Karachi: In a startling development, the Karachi Interbank Offered Rate (KIBOR) has witnessed a significant surge across various tenors, posing potential challenges for borrowers and investors alike. As of September 1, 2025, the KIBOR rates, released by the State Bank of Pakistan, show a noticeable increase, with the one-week tenor bid at 10.85% and offer at 11.35%, marking a sharp uptick in short-term borrowing costs.
The two-week tenor follows a similar trend, with a bid rate of 10.79% and an offer of 11.29%. Meanwhile, the one-month tenor stands at a bid of 10.77% and an offering rate of 11.27%. This pattern persists in longer tenors, with both the three-month and six-month rates maintaining bids of 10.78% and offers at 11.03%.
Notably, the nine-month tenor records a bid of 10.76% and an offer reaching 11.26%, while the one-year tenor mirrors the one-month rates at 10.77% for bids and 11.27% for offers.

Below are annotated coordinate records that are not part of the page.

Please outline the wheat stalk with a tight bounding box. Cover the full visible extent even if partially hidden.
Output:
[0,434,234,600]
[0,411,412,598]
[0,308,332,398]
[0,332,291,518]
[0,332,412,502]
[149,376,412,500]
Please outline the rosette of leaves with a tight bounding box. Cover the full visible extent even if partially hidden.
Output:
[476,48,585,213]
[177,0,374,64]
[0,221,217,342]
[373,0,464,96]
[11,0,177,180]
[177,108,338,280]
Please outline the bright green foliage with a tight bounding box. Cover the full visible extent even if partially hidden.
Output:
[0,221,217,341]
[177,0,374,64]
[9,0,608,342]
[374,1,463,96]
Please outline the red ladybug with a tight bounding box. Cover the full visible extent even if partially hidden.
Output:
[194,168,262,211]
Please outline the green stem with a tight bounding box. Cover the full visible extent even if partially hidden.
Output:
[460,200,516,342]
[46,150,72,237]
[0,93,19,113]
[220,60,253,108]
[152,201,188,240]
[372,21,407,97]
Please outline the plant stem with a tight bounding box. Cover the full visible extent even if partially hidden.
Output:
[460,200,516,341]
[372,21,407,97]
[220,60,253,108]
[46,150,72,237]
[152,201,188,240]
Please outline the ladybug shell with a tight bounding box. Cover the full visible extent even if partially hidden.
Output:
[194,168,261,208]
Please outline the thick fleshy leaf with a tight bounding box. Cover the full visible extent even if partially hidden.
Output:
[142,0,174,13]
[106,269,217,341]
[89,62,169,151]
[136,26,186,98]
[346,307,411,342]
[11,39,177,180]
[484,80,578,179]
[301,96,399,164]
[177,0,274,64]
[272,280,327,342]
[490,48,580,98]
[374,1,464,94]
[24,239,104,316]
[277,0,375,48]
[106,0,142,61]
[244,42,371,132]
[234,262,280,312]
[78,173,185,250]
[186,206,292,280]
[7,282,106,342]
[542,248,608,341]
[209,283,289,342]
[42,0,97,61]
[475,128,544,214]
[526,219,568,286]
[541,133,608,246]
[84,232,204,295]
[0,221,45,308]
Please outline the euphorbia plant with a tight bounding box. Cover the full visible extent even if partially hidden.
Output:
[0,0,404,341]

The consistent elevation across these terms is anticipated to exert pressure on borrowers, particularly those dependent on short-term financing.
Market analysts suggest that these rising rates could signal a broader economic strategy by the central bank, aimed at curbing inflationary pressures. However, it raises concerns about the potential impact on economic growth, as businesses might face higher borrowing costs, potentially slowing down investment and expansion plans.
The financial community continues to monitor the situation closely, as stakeholders brace for the implications of these elevated rates on both the domestic and international economic landscape.